With Vittoria’s insider knowledge of the fashion industry and passion for creating fashionable, but still environmentally conscious clothing pieces, and Paolo’s engineering background and critical thinking skills, the two decided to launch the brand in the US, the leading market for sustainable athleisure, while producing the clothing in their home country.
Every part of the manufacturing process, from knitting and sewing the brand’s finished garments, to producing the recycled nylon yarn that is the base material of its stock, is conducted in Lombardi, Italy.
The couple highlighted the importance of working with manufacturers in this region in northern Italy, where Milan is located, for several reasons, including its rich history in the fashion industry and the advancements that its craftsmen have made with eco-friendly textiles.
Not only does Nuttch’s supplier of recycled nylon use pre-consumer waste, such as factory scraps, to create the fabric the company incorporates in its designs.
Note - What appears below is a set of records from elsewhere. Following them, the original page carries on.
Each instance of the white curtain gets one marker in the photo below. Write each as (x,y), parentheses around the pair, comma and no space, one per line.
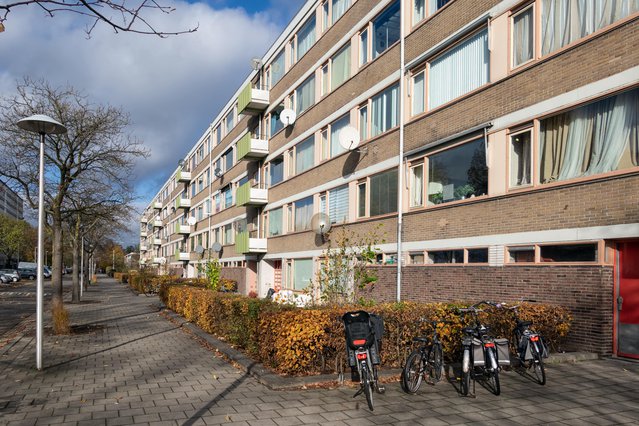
(338,204)
(341,67)
(305,37)
(460,70)
(385,113)
(564,21)
(303,213)
(305,155)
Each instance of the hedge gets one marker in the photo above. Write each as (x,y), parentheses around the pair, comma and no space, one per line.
(311,340)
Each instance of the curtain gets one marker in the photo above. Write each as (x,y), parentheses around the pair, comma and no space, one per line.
(460,70)
(564,21)
(275,222)
(385,113)
(523,43)
(591,139)
(341,67)
(336,128)
(305,155)
(338,204)
(303,213)
(305,37)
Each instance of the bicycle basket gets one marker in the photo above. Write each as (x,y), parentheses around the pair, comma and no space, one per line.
(358,329)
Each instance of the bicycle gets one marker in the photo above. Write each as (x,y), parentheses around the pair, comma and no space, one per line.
(480,359)
(529,345)
(363,339)
(427,359)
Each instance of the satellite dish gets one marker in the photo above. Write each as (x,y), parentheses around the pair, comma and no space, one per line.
(320,223)
(287,116)
(349,138)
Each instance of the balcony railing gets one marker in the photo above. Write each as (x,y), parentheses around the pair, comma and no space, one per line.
(244,244)
(252,101)
(247,195)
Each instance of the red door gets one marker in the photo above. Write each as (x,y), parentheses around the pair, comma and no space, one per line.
(628,300)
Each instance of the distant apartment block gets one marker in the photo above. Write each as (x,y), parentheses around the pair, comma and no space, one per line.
(495,142)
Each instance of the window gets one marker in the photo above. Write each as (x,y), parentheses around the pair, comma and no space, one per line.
(385,110)
(386,29)
(460,70)
(596,138)
(305,155)
(305,37)
(563,22)
(417,185)
(458,173)
(336,127)
(341,66)
(523,38)
(520,159)
(446,256)
(303,213)
(275,222)
(305,95)
(278,67)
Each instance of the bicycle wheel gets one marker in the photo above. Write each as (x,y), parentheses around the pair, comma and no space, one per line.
(368,385)
(466,367)
(435,362)
(413,371)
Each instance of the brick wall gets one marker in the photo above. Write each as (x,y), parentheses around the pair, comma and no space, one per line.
(586,290)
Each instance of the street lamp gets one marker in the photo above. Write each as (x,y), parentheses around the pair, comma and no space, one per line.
(42,125)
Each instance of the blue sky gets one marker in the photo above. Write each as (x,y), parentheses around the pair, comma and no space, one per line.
(172,88)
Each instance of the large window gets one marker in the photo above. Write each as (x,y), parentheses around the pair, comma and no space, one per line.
(458,173)
(385,110)
(596,138)
(564,21)
(460,70)
(305,95)
(303,213)
(386,29)
(306,37)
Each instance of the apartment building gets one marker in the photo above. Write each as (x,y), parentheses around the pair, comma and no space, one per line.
(495,143)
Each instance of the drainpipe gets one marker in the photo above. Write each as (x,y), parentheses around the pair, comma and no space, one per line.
(400,170)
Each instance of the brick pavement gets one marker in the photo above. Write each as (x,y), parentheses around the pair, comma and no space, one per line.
(128,365)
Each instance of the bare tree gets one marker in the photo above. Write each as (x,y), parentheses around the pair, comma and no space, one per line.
(95,149)
(125,16)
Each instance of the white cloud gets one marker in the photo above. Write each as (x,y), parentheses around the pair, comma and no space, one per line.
(172,87)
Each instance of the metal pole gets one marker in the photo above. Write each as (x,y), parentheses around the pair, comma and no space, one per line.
(40,282)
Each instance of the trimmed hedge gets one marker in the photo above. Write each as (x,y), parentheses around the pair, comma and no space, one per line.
(310,341)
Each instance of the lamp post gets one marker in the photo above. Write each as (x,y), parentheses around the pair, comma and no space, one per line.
(42,125)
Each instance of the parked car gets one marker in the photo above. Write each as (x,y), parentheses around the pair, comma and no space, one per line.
(11,273)
(29,274)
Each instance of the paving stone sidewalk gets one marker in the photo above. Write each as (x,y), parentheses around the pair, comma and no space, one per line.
(126,364)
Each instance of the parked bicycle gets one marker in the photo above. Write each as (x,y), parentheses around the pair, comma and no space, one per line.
(529,345)
(363,342)
(424,363)
(481,352)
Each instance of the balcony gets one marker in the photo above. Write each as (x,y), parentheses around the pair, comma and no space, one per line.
(249,196)
(182,203)
(182,229)
(182,256)
(244,244)
(183,176)
(249,147)
(252,101)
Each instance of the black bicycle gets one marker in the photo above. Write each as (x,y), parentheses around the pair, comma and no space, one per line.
(480,358)
(363,342)
(529,345)
(424,363)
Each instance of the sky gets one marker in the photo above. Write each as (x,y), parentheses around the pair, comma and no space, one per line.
(172,88)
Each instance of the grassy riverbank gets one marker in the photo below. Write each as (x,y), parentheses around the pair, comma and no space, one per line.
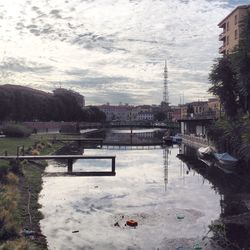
(20,185)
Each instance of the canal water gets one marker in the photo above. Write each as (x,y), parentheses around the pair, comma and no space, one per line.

But it was also the first polyamide manufacturer to achieve the EU Eco Label certification for environmental excellence.
Nuutch is not the only apparel company to be investing in Italian textile production.
Luca Sburlatim, CEO of Pattern, a stock market-listed Italian group with revenue exceeding €100 million, noted that Italian technical textile output had increased by three to four per cent in 2022 and estimated that it would expand by at least 15 to 20 per cent by 2023.
Moving into 2024, Italy is emerging as a hotbed for innovative new practices in the sustainable fashion segment.
As Tomassini stated, “We’ll keep pushing and researching for new materials and new processes to improve our operation and also to lower our impact as much as possible. I would say an accomplishment I’m really proud of is the climate-neutral certified label we just got in November. I’m very proud of the certification which I have been pushing for since the beginning.”
In addition to adding new stock-keeping units and launching into additional e-commerce and brick-and-mortar channels, the couple’s primary goal is to reach net zero emission by the end of 2024.
Renting clothes is here to stay
In addition to innovation within the textile field, another major section of the sustainable apparel market that is experiencing notable growth is the clothing rental industry.
In a study conducted by Future Market Insights, the online clothing rental market size was estimated to be worth $2.3 million in 2023 and is expected to rise to $6.2 million by 2033 at a compound annual growth rate of 10.6 per cent.
In 2009, when Rent The Runway was originally launched, the company was an innovator in the industry, as it was one of a few offering rental clothing services at such an accessible level and one of the only to do so for luxury clothing and accessory labels.
However, the rental clothing market has drastically shifted in recent years and so has Rent the Runway’s hold over the market.
Since Rent the Runway went public in October 2021, the company’s share price has fallen by approximately 97 per cent. The company reported $75.5 million in revenue in the second quarter of the year, marking a one per cent decrease from the same quarter the year prior.
Simply put, Rent the Runway has much more competition in the rental market than it had in the late 2000s, and may not be offering the versatility of stock that is needed to satisfy the trend-seeking, price-sensitive, younger consumer groups, such as Gen Z, looking for clothing rental options.
In 2018 and 2019, several companies including Express, Vince Camuto, and Banana Republic launched their own rental platforms, although they only offer their own label.
One of the strongest players in the clothing rental market is Nuuly, a clothing rental subscription service launched under the Urban Outfitters umbrella in 2019. In addition to providing labels offered in the Urban Outfitters portfolio, like Free People and Anthropologie, Nuuly also has stock that features over 400 different brands and designers.
In its fiscal third quarter ending October 31, Nuuly saw $65.5 million in revenue and an operating profit of $300,000. Just a year prior, the company had only posted $35.3 million in revenue, showing its rapidly growing hold in the market.
As we move into the next year, the sustainable apparel industry is ripe for expansion.